Russell determined that communications between Snyder and his client were discoverable because the client had waived her right to assert attorney-client privilege when she disclosed “substantive communications” to the Attorney Grievance Commission investigators during that investigation. And Russell found that the crime-fraud exception also applied.

That prompted an appeal to the Fourth Circuit in June of 2022. In an opinion issued Nov. 22, a three-judge panel, consisting of Judge Roger Gregory, James Andrew Wynn and Henry F. Floyd, rejected the argument that prosecutors were abusing the grand jury process, saying “the productions sought are wholly different from the disclosures sought by the government in the criminal proceeding.”

“Our own review of the government’s ex parte submission reifies our confidence that a legitimate investigative purpose underpinned the subpoenas,” they wrote.

The judges referred to Snyder’s proposed consultancy as a “scheme,” and that his explanation of his motivations has changed positions depending on the context — “when coercing UMMS to pay up, his story was that the consultancy was borne of the settlement, and thus manifested because of the prospect of litigation.”

“But when seeking to avoid potential ethical exposure arising from such a substantial personal stake in a painstakingly contrived outcome, he swore that the consultancy was a separate beast with absolutely no bearing on his representation of” his client, they wrote. “Certainly, a district court does not clearly err when relying on sworn statements over negotiation-driven puffery.”

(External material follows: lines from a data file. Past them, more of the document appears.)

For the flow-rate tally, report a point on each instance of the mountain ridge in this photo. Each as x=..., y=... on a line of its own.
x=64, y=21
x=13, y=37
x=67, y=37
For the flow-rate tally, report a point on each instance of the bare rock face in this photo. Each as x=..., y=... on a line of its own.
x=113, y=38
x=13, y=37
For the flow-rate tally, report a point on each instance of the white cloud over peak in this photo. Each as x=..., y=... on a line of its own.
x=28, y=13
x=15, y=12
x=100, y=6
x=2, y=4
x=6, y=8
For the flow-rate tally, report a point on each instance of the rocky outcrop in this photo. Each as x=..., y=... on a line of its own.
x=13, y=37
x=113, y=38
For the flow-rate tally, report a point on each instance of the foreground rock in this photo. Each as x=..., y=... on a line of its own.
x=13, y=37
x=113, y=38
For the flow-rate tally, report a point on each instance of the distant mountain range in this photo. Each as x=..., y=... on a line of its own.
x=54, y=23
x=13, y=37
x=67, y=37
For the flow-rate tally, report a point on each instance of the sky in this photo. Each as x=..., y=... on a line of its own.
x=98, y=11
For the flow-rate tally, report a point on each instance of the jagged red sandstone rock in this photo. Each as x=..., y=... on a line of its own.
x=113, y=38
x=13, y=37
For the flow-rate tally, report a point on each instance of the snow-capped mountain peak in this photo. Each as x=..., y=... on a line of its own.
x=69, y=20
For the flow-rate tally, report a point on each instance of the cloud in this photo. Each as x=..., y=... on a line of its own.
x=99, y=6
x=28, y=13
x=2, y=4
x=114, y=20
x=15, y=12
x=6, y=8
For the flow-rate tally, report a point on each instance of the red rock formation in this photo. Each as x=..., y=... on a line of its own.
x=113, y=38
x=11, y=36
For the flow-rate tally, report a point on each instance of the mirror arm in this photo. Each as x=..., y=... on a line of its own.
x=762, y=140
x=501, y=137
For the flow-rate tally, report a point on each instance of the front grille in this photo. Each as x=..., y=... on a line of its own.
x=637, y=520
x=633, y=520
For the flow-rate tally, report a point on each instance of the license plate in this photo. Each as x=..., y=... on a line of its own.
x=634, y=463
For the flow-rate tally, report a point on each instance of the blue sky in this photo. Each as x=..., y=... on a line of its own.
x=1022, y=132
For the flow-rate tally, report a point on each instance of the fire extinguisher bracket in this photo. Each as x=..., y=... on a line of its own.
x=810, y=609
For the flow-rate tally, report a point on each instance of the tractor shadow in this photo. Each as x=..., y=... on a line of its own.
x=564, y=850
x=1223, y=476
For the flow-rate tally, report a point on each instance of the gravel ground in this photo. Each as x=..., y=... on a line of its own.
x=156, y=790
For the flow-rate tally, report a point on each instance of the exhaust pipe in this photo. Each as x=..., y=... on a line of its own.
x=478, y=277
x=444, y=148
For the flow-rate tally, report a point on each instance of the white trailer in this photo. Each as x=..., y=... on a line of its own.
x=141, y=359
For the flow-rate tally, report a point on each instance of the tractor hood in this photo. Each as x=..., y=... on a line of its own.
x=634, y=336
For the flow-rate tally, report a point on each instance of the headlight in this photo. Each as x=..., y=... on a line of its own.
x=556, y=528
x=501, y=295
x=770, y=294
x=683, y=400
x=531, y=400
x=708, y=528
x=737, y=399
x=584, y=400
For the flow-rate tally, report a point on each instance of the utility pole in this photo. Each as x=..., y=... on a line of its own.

If Snyder proceeds as his own attorney, he’s already irked Russell, the judge overseeing the case. In March, Russell admonished Snyder for contacting his chambers directly instead of communicating through his attorneys.

Russell said Snyder was “disorganized and emotional” on the call. He noted that Snyder apologized, but said he would consider sanctions of holding Snyder in contempt if he contacted his chambers again.

“I was extremely troubled by it,” Russell said.

Snyder agreed to a temporary suspension of his law license after he was indicted, but earlier this year asked to be reinstated, which was granted. On Oct. 31, he filed his first medical malpractice lawsuit in four years, alleging negligence in a case against Johns Hopkins Hospital.